Analysis from a buoyant vagabond, searching for a cause:

(Disclaimer) Mr. Palahniuk will forever be carved into my Mount Rushmore of authors. I’ll follow him into whatever filthy, disgusting, revolting, foul hole he digs, and shovel the slime and bile on top of me, encasing me in a vomit, stomach-turning grave. It was he, who sparked a love for reading with Fight Club and Choke in my High School days, and I will forever be grateful.

Now for his latest offering, Beautiful You. Chuck always dives deep into research for whatever story he crafts. At times, such as this, he makes it painfully clear he knows every cranny of knowledge there is to know about whatever fitting (or at times ill-fitting) topic he touches. Chuck drowns you in aphrodisiacs and sex acts, at times droning on so long the most incredible turn boring. I’m on board through the setup, mirroring a paperback novel with Fabio on the cover and, at times, directly mimicking the Fifty Shades of Grey universe. The characters are interesting, and as Chuck has done in the past, he begins with a flash-forward (?) and then flashes back (I was never great with time travel.) This entices you to find out how everything can elevate so high and digress so low for all those unfortunate victims spawning out of Chuck Palahniuk’s sick imagination. The end doesn’t quite live up to the building surge of ridiculousness, but Chuck, I’ll always love you.

Analysis from an owl coffee mug hoarding spinster:

What the holy hell did I just read?

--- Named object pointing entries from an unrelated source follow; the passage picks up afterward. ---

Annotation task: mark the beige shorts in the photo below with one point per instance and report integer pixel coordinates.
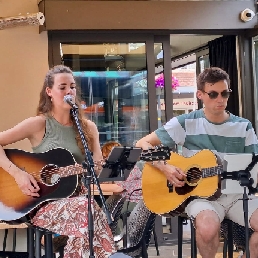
(228, 205)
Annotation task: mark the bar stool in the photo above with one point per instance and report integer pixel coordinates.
(34, 235)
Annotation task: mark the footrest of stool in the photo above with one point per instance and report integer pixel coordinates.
(10, 254)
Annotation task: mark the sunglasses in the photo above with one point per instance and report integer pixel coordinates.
(214, 94)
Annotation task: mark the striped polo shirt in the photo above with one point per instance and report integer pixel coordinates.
(194, 133)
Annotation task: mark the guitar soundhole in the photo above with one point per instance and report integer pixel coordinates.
(193, 175)
(49, 174)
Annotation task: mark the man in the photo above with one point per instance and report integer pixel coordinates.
(215, 129)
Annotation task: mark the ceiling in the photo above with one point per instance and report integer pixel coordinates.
(185, 43)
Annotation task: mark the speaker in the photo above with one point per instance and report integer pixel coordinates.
(119, 255)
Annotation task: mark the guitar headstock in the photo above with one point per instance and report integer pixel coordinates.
(156, 153)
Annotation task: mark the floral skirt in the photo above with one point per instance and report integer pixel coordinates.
(70, 217)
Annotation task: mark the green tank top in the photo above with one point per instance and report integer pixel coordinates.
(57, 135)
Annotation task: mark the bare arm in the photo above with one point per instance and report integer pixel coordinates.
(97, 154)
(173, 174)
(26, 129)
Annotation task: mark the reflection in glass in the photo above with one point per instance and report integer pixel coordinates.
(113, 81)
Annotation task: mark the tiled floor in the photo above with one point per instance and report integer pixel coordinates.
(166, 251)
(171, 252)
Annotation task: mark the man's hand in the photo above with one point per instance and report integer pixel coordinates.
(27, 183)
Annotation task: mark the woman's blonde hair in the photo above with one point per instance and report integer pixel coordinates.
(45, 105)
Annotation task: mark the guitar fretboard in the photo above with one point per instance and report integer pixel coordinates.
(212, 171)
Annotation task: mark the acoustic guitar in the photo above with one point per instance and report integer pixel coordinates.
(56, 173)
(201, 181)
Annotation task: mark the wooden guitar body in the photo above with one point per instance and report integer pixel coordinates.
(13, 203)
(160, 199)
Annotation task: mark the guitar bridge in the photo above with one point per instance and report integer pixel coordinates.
(170, 187)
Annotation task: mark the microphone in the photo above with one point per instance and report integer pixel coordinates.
(69, 100)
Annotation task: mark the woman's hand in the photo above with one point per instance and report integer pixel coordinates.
(27, 183)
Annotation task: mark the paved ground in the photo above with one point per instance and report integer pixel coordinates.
(171, 251)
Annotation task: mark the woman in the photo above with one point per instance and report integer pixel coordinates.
(54, 127)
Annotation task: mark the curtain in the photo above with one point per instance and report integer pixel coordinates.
(222, 53)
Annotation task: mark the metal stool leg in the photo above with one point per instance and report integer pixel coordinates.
(38, 236)
(14, 239)
(30, 242)
(5, 237)
(48, 245)
(180, 237)
(193, 241)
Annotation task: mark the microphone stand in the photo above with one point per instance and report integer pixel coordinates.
(88, 165)
(245, 180)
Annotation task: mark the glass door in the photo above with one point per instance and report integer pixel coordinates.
(116, 72)
(113, 82)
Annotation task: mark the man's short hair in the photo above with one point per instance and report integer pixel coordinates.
(212, 75)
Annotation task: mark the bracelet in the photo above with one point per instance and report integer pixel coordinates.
(9, 167)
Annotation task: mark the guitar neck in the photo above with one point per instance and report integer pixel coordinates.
(71, 170)
(212, 171)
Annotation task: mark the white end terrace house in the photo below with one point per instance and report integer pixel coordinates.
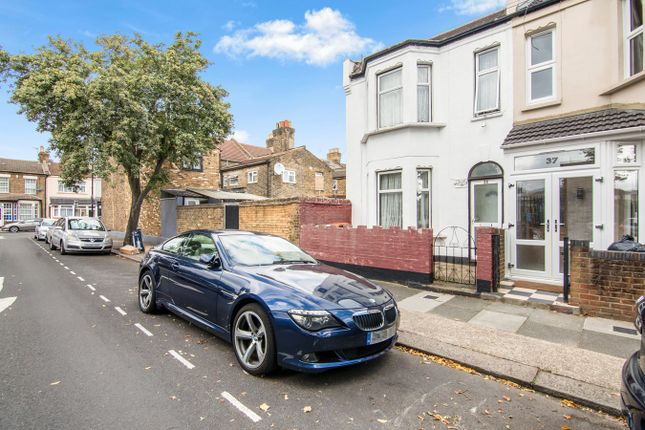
(574, 158)
(425, 120)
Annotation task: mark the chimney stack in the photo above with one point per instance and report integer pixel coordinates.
(282, 138)
(334, 155)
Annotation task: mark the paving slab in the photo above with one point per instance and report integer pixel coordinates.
(498, 351)
(498, 320)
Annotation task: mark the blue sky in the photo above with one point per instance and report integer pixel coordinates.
(278, 60)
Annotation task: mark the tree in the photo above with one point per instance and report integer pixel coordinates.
(129, 107)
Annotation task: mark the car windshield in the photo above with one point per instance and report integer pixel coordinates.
(85, 224)
(252, 250)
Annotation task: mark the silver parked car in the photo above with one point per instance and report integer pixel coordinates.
(79, 234)
(25, 225)
(41, 229)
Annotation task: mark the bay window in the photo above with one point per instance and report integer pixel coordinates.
(541, 66)
(423, 93)
(486, 81)
(633, 39)
(390, 98)
(390, 199)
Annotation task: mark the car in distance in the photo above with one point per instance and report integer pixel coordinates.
(40, 233)
(632, 392)
(275, 303)
(25, 225)
(79, 234)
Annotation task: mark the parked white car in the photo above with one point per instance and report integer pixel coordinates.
(41, 229)
(80, 234)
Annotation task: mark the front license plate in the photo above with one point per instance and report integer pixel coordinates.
(380, 335)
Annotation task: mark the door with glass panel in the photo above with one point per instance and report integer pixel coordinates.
(573, 214)
(532, 226)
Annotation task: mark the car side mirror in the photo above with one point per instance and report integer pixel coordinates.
(211, 260)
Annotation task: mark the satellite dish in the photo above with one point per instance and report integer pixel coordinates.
(278, 168)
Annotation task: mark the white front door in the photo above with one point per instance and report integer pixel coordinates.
(548, 208)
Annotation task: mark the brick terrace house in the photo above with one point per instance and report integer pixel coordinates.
(280, 170)
(22, 189)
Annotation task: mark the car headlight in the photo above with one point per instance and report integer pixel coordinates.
(313, 320)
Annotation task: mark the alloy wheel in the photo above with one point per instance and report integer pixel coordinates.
(250, 339)
(145, 291)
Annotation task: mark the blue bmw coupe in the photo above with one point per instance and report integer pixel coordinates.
(276, 304)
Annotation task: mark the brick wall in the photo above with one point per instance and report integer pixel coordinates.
(392, 253)
(606, 283)
(485, 269)
(325, 211)
(200, 216)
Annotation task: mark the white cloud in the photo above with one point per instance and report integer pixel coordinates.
(474, 7)
(240, 135)
(325, 36)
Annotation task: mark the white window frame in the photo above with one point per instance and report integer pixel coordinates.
(424, 84)
(550, 64)
(5, 179)
(628, 36)
(379, 192)
(379, 93)
(479, 74)
(35, 182)
(289, 177)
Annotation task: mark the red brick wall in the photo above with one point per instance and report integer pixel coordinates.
(484, 244)
(606, 283)
(394, 249)
(325, 211)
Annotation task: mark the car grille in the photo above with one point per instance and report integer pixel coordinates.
(390, 314)
(370, 320)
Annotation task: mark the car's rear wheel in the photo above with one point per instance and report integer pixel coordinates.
(148, 294)
(254, 341)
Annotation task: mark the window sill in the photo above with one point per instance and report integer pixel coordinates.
(541, 105)
(366, 136)
(638, 77)
(486, 116)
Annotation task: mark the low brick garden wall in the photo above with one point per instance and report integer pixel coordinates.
(606, 283)
(389, 254)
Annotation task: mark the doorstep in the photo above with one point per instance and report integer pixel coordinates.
(520, 296)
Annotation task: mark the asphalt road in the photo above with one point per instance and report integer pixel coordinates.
(70, 359)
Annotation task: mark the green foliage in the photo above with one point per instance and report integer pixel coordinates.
(130, 105)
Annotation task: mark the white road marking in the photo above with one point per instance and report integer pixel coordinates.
(181, 359)
(143, 329)
(246, 411)
(6, 302)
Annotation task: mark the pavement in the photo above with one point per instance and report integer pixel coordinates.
(77, 353)
(570, 356)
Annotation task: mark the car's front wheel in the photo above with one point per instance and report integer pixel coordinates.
(147, 294)
(254, 341)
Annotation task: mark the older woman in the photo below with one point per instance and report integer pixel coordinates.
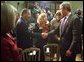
(43, 22)
(9, 50)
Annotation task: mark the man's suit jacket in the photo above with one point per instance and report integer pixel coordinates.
(71, 35)
(23, 34)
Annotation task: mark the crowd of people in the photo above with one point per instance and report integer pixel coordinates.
(38, 27)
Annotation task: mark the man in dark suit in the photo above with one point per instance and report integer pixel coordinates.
(23, 34)
(70, 33)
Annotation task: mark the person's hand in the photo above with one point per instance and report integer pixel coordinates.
(44, 35)
(68, 53)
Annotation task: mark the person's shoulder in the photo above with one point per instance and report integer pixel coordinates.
(74, 16)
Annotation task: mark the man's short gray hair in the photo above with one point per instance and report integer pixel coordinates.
(66, 5)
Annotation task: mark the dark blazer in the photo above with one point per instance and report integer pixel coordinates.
(71, 36)
(23, 34)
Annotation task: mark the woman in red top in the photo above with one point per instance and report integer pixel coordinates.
(9, 50)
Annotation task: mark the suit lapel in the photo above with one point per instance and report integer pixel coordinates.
(67, 23)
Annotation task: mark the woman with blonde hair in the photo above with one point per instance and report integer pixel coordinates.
(43, 22)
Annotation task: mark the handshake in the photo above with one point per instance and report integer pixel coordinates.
(44, 35)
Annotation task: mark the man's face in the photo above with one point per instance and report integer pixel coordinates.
(63, 12)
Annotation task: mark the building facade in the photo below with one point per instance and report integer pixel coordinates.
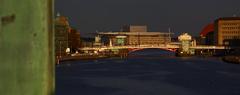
(227, 31)
(137, 35)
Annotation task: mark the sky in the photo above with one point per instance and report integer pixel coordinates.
(89, 16)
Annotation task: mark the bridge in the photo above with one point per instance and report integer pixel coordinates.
(118, 41)
(169, 47)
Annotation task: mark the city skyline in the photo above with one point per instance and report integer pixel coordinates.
(108, 15)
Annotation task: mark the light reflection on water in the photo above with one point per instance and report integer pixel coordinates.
(149, 72)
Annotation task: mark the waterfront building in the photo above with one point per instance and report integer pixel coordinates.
(137, 35)
(227, 31)
(62, 29)
(207, 35)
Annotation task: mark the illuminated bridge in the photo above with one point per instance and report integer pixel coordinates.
(169, 47)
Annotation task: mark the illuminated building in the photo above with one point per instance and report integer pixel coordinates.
(227, 31)
(207, 35)
(137, 35)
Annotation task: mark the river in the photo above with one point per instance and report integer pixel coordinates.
(148, 72)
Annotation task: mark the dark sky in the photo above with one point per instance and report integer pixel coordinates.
(180, 15)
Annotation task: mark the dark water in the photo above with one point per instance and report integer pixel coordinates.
(149, 72)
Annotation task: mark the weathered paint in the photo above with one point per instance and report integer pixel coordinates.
(26, 47)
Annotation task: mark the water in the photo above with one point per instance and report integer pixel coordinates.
(149, 72)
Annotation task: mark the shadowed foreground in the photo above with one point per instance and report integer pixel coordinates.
(148, 75)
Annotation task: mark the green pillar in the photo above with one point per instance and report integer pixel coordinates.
(26, 47)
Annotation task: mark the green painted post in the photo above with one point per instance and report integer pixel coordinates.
(26, 47)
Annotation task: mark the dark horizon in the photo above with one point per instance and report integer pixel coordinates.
(107, 15)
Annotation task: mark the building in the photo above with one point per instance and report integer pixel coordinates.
(137, 35)
(207, 35)
(227, 31)
(62, 30)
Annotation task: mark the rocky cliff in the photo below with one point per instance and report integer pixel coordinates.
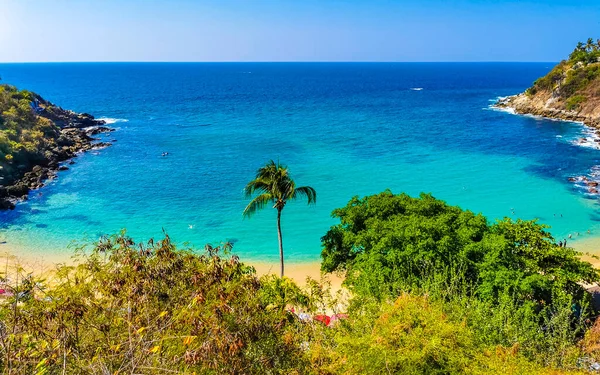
(36, 136)
(571, 91)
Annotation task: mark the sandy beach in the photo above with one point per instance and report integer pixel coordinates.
(299, 272)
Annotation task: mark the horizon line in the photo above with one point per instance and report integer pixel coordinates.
(275, 62)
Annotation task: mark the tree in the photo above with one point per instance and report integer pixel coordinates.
(589, 45)
(274, 185)
(388, 244)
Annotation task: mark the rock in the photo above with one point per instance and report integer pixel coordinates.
(19, 190)
(98, 129)
(100, 145)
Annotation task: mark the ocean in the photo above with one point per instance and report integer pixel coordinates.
(345, 129)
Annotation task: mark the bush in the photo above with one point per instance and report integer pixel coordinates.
(574, 102)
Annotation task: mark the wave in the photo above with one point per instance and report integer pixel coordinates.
(111, 120)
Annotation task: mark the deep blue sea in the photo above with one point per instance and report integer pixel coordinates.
(343, 128)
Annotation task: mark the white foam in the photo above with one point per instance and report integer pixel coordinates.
(110, 120)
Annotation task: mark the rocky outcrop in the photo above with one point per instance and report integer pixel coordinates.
(545, 105)
(76, 131)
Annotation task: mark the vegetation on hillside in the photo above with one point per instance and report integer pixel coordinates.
(575, 80)
(435, 290)
(24, 136)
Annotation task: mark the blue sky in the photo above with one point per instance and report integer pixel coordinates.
(294, 30)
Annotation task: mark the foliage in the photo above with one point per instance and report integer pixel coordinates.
(273, 184)
(150, 309)
(153, 309)
(414, 335)
(574, 102)
(575, 80)
(388, 242)
(24, 136)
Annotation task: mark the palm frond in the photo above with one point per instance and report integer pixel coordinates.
(259, 185)
(258, 203)
(306, 191)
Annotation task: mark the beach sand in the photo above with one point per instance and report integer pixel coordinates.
(44, 265)
(299, 272)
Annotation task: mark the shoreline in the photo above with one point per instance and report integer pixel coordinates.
(45, 264)
(74, 136)
(521, 104)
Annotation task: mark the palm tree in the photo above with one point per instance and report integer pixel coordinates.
(589, 45)
(273, 184)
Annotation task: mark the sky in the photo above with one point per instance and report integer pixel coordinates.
(294, 30)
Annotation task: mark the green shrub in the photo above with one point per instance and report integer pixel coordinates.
(574, 102)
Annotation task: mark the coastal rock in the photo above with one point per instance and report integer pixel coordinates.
(100, 145)
(71, 136)
(98, 130)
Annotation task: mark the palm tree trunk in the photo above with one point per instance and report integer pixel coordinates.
(280, 240)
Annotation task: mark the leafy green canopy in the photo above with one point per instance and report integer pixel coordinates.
(573, 80)
(273, 184)
(151, 309)
(387, 243)
(24, 136)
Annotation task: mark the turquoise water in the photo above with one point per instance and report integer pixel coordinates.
(345, 129)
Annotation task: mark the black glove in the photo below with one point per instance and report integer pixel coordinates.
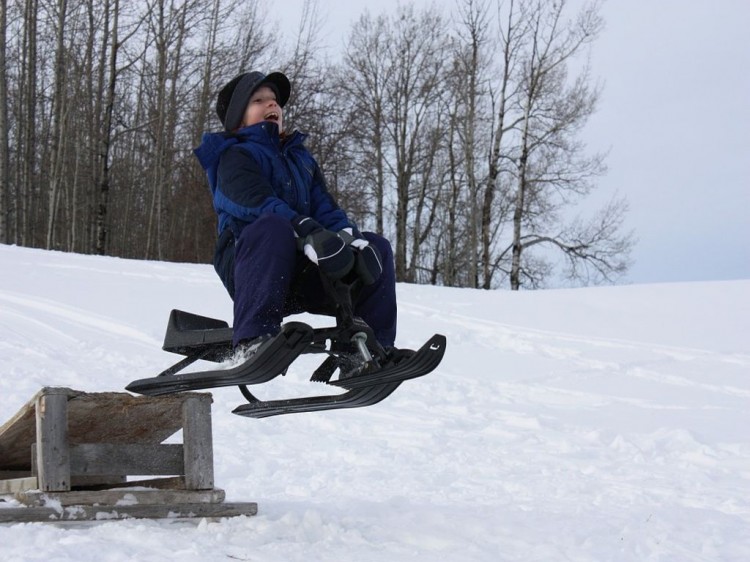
(368, 264)
(324, 248)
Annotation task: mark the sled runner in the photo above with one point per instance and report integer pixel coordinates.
(365, 371)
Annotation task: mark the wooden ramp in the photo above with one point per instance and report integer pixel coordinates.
(71, 455)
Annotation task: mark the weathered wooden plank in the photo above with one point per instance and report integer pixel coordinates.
(13, 485)
(8, 474)
(198, 443)
(126, 459)
(52, 453)
(103, 513)
(120, 497)
(101, 417)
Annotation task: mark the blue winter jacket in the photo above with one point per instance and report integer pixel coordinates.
(253, 172)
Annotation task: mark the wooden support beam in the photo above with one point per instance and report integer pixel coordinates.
(198, 443)
(99, 512)
(52, 452)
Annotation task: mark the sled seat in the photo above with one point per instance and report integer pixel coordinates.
(191, 334)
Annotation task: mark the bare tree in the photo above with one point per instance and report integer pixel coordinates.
(5, 193)
(552, 169)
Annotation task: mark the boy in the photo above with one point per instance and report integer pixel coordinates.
(279, 227)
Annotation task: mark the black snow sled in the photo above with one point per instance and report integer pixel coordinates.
(365, 371)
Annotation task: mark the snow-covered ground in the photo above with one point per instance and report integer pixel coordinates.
(590, 424)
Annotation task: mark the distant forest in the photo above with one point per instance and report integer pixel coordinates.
(455, 134)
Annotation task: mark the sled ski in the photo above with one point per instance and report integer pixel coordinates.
(366, 372)
(271, 359)
(363, 390)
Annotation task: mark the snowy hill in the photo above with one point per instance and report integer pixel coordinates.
(589, 424)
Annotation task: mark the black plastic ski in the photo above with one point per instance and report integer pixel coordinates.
(365, 390)
(269, 361)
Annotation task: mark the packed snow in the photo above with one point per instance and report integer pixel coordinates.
(579, 424)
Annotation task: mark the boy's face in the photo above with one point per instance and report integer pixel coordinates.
(262, 107)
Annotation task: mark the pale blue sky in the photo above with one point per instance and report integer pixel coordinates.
(675, 115)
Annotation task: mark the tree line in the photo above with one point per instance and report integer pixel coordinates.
(457, 135)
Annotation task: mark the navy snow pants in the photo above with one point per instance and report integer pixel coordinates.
(272, 280)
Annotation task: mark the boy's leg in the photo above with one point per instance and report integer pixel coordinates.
(264, 264)
(376, 303)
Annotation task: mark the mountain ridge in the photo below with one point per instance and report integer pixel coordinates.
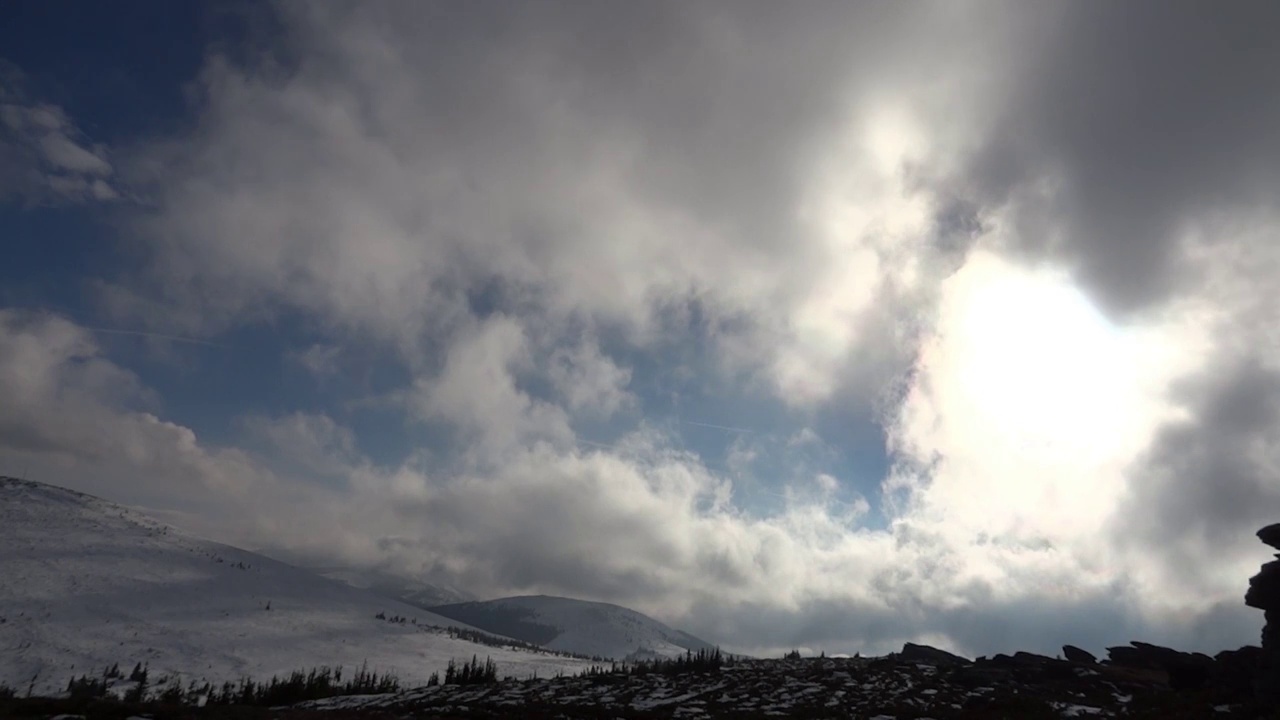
(584, 627)
(90, 583)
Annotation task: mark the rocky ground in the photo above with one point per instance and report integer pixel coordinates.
(915, 684)
(1137, 680)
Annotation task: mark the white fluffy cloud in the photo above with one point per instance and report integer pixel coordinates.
(44, 155)
(831, 206)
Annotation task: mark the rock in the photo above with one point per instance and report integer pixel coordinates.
(1077, 655)
(1235, 669)
(1265, 588)
(1264, 593)
(976, 677)
(926, 655)
(1270, 536)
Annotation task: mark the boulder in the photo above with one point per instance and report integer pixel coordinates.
(1078, 655)
(926, 655)
(1270, 536)
(1264, 593)
(974, 675)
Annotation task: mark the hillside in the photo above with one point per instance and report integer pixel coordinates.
(88, 583)
(419, 593)
(575, 625)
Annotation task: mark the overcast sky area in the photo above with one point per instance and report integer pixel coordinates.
(792, 324)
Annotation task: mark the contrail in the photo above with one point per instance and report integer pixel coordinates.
(718, 427)
(159, 336)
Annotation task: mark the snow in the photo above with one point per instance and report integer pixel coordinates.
(590, 628)
(88, 583)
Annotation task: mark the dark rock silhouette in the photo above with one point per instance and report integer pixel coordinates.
(1078, 655)
(1265, 595)
(926, 655)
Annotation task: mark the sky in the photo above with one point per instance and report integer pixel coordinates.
(827, 326)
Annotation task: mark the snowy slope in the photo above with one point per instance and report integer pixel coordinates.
(85, 583)
(419, 593)
(575, 625)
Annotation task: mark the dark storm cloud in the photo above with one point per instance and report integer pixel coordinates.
(1147, 114)
(1210, 482)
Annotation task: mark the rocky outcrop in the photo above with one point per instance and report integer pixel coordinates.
(1078, 655)
(1265, 595)
(926, 655)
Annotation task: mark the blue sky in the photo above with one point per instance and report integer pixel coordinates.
(914, 317)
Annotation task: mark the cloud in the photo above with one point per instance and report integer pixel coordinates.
(1139, 133)
(589, 381)
(44, 155)
(1037, 250)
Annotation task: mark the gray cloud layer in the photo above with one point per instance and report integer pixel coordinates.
(819, 199)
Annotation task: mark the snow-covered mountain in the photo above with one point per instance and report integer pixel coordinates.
(575, 625)
(86, 583)
(419, 593)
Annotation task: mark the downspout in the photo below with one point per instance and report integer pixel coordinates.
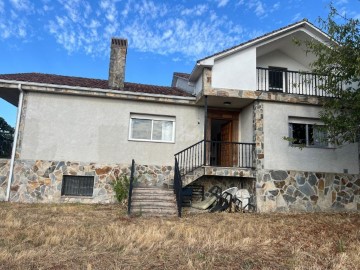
(205, 131)
(16, 135)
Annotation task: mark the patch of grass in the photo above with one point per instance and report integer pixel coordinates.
(76, 236)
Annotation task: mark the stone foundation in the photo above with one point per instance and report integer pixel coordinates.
(4, 174)
(307, 191)
(41, 181)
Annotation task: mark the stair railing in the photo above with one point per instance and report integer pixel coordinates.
(190, 158)
(178, 186)
(131, 185)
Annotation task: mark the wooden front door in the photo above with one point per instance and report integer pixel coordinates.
(225, 148)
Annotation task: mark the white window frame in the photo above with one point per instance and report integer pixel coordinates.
(306, 122)
(152, 118)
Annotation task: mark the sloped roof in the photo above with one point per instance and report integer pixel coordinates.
(182, 75)
(92, 83)
(299, 23)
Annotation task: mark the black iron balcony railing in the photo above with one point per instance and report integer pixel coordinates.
(291, 82)
(218, 154)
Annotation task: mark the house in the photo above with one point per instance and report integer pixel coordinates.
(224, 122)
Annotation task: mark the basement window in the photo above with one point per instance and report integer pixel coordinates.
(152, 128)
(73, 185)
(307, 134)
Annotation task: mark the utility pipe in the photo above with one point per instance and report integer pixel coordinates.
(16, 135)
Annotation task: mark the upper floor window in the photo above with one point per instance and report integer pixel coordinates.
(152, 128)
(307, 134)
(276, 78)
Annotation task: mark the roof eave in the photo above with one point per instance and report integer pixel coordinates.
(88, 89)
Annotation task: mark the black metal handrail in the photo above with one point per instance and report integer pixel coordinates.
(131, 185)
(232, 154)
(178, 187)
(5, 147)
(292, 82)
(190, 158)
(219, 153)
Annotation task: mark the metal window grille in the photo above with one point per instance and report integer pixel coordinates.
(77, 185)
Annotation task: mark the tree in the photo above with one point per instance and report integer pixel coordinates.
(6, 138)
(339, 61)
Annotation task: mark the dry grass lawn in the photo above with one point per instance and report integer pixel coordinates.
(42, 236)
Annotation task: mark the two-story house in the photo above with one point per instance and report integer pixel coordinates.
(225, 122)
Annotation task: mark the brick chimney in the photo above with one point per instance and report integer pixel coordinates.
(117, 63)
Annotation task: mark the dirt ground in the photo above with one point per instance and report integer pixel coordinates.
(75, 236)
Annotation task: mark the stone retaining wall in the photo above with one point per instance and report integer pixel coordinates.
(4, 174)
(41, 180)
(307, 191)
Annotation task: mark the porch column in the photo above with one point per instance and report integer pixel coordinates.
(205, 130)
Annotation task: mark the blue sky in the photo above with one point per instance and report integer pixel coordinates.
(72, 37)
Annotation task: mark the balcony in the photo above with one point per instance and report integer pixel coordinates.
(291, 82)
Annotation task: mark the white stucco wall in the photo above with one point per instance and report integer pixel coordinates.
(280, 155)
(246, 124)
(237, 71)
(278, 59)
(90, 129)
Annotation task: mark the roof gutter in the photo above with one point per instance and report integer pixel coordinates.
(16, 135)
(87, 89)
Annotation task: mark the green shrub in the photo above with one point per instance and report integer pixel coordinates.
(121, 188)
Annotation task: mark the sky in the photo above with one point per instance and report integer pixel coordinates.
(72, 37)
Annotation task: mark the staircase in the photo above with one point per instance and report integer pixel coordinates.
(192, 176)
(153, 201)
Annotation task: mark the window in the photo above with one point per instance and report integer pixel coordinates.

Far be it from me to question the brilliant mind of Chuck Palahniuk, but I’m left scratching my head, and to be entirely transparent, crossing my legs! Beautiful You was easily the most researched and beautifully written $5 smut romance novel I’ve come across. I assume no one picks up one of Chuck’s works on a whim, and therefore you expect a certain degree of focused insanity going into the book. Yet, it never quite delivers the “that fucking brilliant bastard” moment you crave and have become accustomed to in his writing. I wouldn’t recommend this book to anyone as it took me a great deal of time to get through it myself. I felt oddly aroused by truly grotesque things, and that’s not a warm fuzzy feeling I want to share with my peers. Honestly, the ending was probably the only part of the book that I enjoyed, but more for the sheer stupidity of it all. I felt like the recipient of the old “this is the worst thing I’ve ever tasted…try some” gag. It’s as if Chuck set out to write a book just to fuck with us all and at the end feel validated that he could write anything and his adoring followers would devour it like the mana from heaven his words usually are to a twisted audience. Still, I can’t give it a 1 or even a 3 because he’s so fucking good at whatever he does. I might not have enjoyed it, but I’ll never forget it. That witch’s floor dragging pubes will never leave my mind’s eye. Never. Well played, Mr. Palahniuk. Well played.